In 2021, she obtained a "Retos de Investigation JIN" from “Agencia Estatal de Investigacion” as independent research post-doctoral fellow and joined UPNA. Afterwards she was awarded with an Andia Senior Talent fellowship to set up her own research program. In 2022, she obtained a Ramon y Cajal fellow and build the research line and team called “Molecular Biology of Fungi”. The aim of MBF is to investigate the molecular mechanisms associated with infection caused by fungal pathogens. In MBF we investigate the blast fungus Magnaporthe oryzae and the research program is based in three main areas: 1) cell cycle regulation and DNA damage; 2) transcriptional regulatory networks; 3) cellular heterogeneity.

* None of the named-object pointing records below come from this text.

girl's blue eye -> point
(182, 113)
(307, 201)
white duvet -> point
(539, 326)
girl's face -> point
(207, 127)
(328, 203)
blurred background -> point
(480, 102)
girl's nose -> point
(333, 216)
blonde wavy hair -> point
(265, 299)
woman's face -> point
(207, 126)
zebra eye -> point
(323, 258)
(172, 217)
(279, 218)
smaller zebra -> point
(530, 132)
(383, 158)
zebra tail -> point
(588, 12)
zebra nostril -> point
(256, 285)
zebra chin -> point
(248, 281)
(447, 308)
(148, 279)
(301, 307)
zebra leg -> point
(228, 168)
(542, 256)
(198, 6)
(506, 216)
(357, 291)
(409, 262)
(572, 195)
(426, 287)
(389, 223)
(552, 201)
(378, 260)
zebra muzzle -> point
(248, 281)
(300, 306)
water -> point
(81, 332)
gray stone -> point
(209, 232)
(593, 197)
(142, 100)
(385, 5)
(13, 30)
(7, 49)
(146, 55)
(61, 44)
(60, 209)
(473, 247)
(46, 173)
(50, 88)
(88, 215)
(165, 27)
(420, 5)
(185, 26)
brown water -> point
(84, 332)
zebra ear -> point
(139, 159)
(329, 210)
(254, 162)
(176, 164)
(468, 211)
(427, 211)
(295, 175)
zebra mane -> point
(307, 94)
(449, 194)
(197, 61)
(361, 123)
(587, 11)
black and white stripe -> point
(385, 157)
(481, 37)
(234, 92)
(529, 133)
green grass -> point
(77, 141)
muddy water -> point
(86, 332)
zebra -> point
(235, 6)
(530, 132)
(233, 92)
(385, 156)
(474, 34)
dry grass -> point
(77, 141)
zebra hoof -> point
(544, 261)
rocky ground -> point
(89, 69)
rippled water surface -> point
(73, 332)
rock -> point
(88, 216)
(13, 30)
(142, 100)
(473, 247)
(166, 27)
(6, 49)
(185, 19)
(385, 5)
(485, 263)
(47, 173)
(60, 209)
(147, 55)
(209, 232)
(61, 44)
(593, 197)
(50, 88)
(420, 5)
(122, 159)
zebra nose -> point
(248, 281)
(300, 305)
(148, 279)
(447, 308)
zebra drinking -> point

MBF research group has been funded by several grants including Agencia Estatal de Investigacion to investigate the molecular mechanisms associated with cell cycle-mediated infection. In that grant we collaborated with several groups, Dr. Frank Menke (TSL, UK) and Prof. Nick Talbot TSL, UK), unravelling the phosphorylation landscape and transcriptional network associated with appressorium -mediated plant infection and determine that our kinase of interest, Cds1, is tightly linked with MAPK signalling. Dr. Oses-Ruiz also received funging European Research Council with a Starting Grant where she proposed to elucidate and understand at the molecular level the factors contributing to generate cellular heterogeneity driving infection in the blast fungus.
Dr. Oses-Ruiz holds a solid network of collaborators from the UK, USA, Japan, Spain, and The Netherlands. She have actively cooperated in disseminating our research and engage with the general public by carrying several radio interviews, podcast and attending events. Our work has been presented in more than 50 scientific meetings, and since becoming independent, Miriam has been invited to several conference and meetings as a speaker, including the 31st Fungal Genetics Conference (USA, 2022), Molecular Dialogue in Plant Biotic Interactions (France, 2023), British Mycological Society (UK, 2025) and International Fungal Biology Conference (IFBC) (Greece, 2025). She was an Assistant Feature Editor of Plant Physiology journal (2022-2024), a Guest Co-Editor of Frontiers special issue “Fungal Biology” (2022) and a reviewer for Molecular Microbiology, PLoS Genetics, Molecular Plant Pathology, Microbiology Spectrum, Molecular Plant Microbe Interactions and Fungal Biology Reviews.